Insurers are, in effect, the default funder of advice – allowing consumers to pay off the cost of their advice over time. The terms are very generous, compared to consumer credit. Of course, there are ways that this can be managed if commissions change – but it will have an impact on advice provision, and it isn’t all going to be good.
More compelling on the commission issues was the chart of the cost as a proportion of premium. Some consumers, with poor advisers, may be getting not much for that money. Because that money is paid to the insurer, who pays it on to the adviser, it is reasonable to ask what they are doing to ensure some value is being received for it.
But the issue of legacy products is very, very, complicated. Again, from a consumer perspective, if I have an old mobile phone plan, and a new one is being offered which is better and cheaper, I am justifiably unhappy about being left on the old one…
…but insurance is different to mobile phones. Risk pools exist, and the effect of the move may not just be felt on my plan alone – but also on the premium rates of others that are in the risk pool. Nevertheless, the concept of monitoring product suitability throughout life is an important one which insurers must address. It’s one of the most valuable parts of the report. It even has application wider than ‘just’ financial services. It should be applied to lots of modern services from gym memberships to internet access. The world over, complex subscription products are being designed without enough thought for consumers that can struggle to assess their value. I note that the Ministry of Business Innovation and Employment is consulting on unfair practices right now. While journalists are right to ask insurers why they haven’t dealt with these issues sooner, and call it complacency, we aren’t exactly alone in being where we are, right now.
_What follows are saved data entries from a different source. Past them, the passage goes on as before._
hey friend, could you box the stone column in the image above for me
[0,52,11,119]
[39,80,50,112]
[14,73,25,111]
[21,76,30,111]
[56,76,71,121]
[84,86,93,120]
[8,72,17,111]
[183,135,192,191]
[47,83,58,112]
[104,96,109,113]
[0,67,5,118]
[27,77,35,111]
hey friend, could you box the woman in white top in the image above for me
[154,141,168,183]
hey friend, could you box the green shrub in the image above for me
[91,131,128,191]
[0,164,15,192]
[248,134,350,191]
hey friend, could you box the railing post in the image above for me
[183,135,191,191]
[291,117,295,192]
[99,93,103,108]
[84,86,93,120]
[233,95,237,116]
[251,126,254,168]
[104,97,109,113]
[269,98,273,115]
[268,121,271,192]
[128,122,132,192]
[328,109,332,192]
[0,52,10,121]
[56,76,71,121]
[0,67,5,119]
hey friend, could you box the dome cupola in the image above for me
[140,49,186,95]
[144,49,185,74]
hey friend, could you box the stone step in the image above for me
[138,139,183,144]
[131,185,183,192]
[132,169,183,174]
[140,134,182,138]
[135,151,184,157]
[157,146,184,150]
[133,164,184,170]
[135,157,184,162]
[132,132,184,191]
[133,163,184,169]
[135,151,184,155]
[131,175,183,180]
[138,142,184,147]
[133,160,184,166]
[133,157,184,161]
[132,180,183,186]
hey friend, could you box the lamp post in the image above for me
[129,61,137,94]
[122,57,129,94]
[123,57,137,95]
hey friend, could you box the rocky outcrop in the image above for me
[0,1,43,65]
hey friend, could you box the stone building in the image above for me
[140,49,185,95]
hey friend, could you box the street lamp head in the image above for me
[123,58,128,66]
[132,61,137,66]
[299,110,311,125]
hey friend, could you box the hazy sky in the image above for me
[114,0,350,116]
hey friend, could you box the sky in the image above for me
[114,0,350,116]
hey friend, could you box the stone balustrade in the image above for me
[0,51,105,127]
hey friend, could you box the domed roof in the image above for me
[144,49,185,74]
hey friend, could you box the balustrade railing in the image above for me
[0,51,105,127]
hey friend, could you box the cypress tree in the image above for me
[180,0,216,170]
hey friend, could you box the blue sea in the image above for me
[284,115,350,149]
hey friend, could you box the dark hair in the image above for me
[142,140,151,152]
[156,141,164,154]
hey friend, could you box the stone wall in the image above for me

I also want to comment on the FSC response to the report. Some unkind comments were made about Richard Klipin’s handling of the questions asked by journalists recently – check the comments log on many of the stories. It’s not fair. The FSC has done an enormous amount of work on these issues, and their role is very valuable.
Commission is one issue where the Financial Services Council has tried to work in the past. It gets flack for not having “fixed” this before, but competitors acting to fix a price (the commission paid to advisers) would be a breach of competition law. We must all take care to avoid such behaviour.
The second point the FSC likes to make is that it has worked on the FSC Code for two years, which was then launched in September last year. Although its effects have not been fully realised it is an important piece of collective action – and, crucially, does not breach competition law. What it enables is insurers to take important steps to invest and develop services without worrying too much that someone will breach the rules and undercut them.
Having said that, there are wider issues for corporate conduct, and consumers and the Minister, should consider them as a whole. Whether the contracts are complex consumer credit, gym memberships, mobile-phone plans, or the terms and conditions for a social media giant based in the USA… they have certain features in common that make them prone to the kinds of conduct issues we have seen identified by the FMA. In what environment is poor conduct more likely? When several of these factors combine:
- Complex services
- ‘Set-and-forget’ services
- Information asymmetry
- Subscription or regular payments
- Hard to compare features
- Distant call-centre sales process / faceless bureaucracy
- Reduced competition
I see and hear a great deal of willingness to address them from the insurance sector.